Comment ne pas être sidéré par la violence multiforme que cela induirait ?

Comment peut-on oser penser que c’est en éliminant son enfant à naître qu’on aidera une femme enceinte prise dans une « détresse psycho-sociale » – un terme que l’on ne prend même pas la peine de définir et qui risque de devenir un pseudo remède-miracle à toute situation non conforme ? Quel mépris pour les femmes ! Comment penser qu’une femme parviendra à mieux assumer sa vie en posant un tel acte de mort ?

Notre société capitule et se débarrasse sur les femmes1 d’une question qui devrait interroger toute la société sur son devoir de protection et d’accompagnement des plus vulnérables. Quand cessera-t-on cette violence faite aux femmes ? Quand prendrons-nous tous ensemble à bras le corps les sujets cruciaux de l’éducation, du corps (connaissance, responsabilité et relation), de la liberté et de l’altérité, de la promesse de la vie, de la nécessaire paternité responsable, de la solidarité durable dans l’épreuve, de l’accueil social de la différence, etc. ?

Le message de ce projet de loi est très clair : la vie humaine n’est pas sacrée, la loi du plus fort s’impose au plus faible, et sa vie ne revêt pas une dignité inaliénable.

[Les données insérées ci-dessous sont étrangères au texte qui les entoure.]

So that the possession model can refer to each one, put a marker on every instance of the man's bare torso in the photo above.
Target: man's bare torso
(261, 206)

Dans le rural précaire ou dans nos cités déshumanisées comme dans tous les milieux, les jeunes et les moins jeunes « en galère » reçoivent cinq sur cinq le message. Ils le reçoivent d’autant plus qu’ils font souvent l’expérience de ce semblant de tolérance qui n’est rien d’autre que de l’indifférence et, pour eux, une expérience d’humiliation. Ils ont compris depuis longtemps que leur vie n’avait pas beaucoup de prix aux yeux de la société. En adoptant une telle loi, ne légalise-t-on pas la violence pour tous et de tous ? Comment leurs en vouloir alors si, en situation de « détresse psycho sociale », ils s’en prennent aux forces de l’ordre, aux possédants, aux tenants de l’ordre établi, à ceux qui leurs font peur, aux plus pauvres qu’eux ou aux migrants, hors de tout cadre légal ?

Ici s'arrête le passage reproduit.